Ways of Holding Title

By
Real Estate Agent with Prudential California Realty

What is the best way to hold title? There are many different angles to purchasing property and many decisions to make. One of the main decisions to be made is which method of holding title is the most applicable and appropriate for a particular parcel. Real Property can be owned by a single owner or by many owners and it is very important to understand the process in order to make a wise decision. Let’s take a look at the process.

Someone who owns a property by themselves is referred to an owner in severalty. When there is more than one owner of a property, title can be held as joint tenancy, community property, (with or without right to survivorship) or tenancy in common. With so many choices available, what is the best way to hold title? Here is a look at how each method is defined.

Joint Tenancy

Joint tenancy is when two or more people hold title together with equal shares in the property. There is an automatic right to survivorship, meaning that if one of the joint tenants passes away, the interest in the property continues to the other joint tenants. This method is common among long term relationships without marriage. There are some married couples who prefer this method of holding title because of the automatic right to survivorship.

Community Property

Community property is a method of holding title to manage assets that are acquired during a marriage. This method can only be held by persons that are married with assets that are purchased during the marriage. This would not apply to property acquired prior to marriage, proceeds from the sale of property prior to marriage, inheritance gifts received after the marriage or properties that both parties have agreed to be separate from community property. All Deeds must be signed by both parties to be community property.

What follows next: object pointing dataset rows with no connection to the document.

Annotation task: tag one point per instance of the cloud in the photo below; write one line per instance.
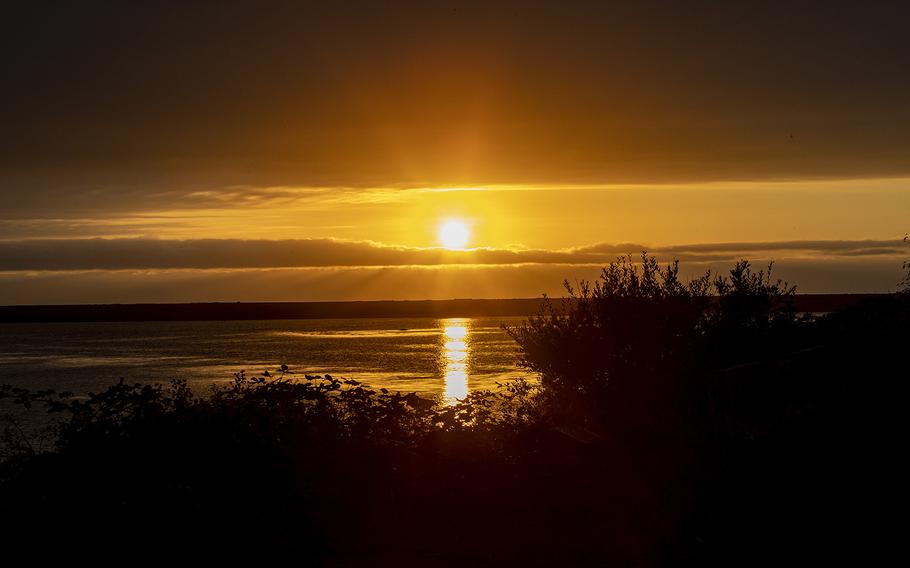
(870, 274)
(208, 254)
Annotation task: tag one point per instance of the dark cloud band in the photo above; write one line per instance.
(159, 254)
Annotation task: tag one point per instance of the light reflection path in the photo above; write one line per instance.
(455, 352)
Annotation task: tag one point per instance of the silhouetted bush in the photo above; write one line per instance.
(618, 348)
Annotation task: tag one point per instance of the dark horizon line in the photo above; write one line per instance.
(348, 309)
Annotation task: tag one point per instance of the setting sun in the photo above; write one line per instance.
(454, 234)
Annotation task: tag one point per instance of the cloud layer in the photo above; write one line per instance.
(159, 254)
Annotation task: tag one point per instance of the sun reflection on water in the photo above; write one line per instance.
(455, 354)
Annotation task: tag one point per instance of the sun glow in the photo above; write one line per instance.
(454, 234)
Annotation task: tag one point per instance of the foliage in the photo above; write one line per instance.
(620, 342)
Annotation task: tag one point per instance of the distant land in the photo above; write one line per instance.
(221, 311)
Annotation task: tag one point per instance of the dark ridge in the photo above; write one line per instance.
(316, 310)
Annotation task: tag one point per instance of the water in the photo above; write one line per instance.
(444, 358)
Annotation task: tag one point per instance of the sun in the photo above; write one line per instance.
(454, 234)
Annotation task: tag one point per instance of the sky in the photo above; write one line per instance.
(257, 151)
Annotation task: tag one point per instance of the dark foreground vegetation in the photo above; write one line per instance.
(674, 423)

Community property with right to survivorship would include that option like that of joint tenancy.

Tenancy in Common

Tenancy in common is when two or more persons hold title together but do not have to have equal shares. For example, one tenant could hold eighty percent while the second would hold twenty percent. This method of holding title is more common for investment properties with multiple share holders than it is for an owner occupied residence that has a single family home. This method could also work well for roommates who wish to purchase a property together but one or two of them have more money to come in with than the other. Parties who are interested in ways to hold title are advised to consult with an attorney or CPA to plan the best strategy.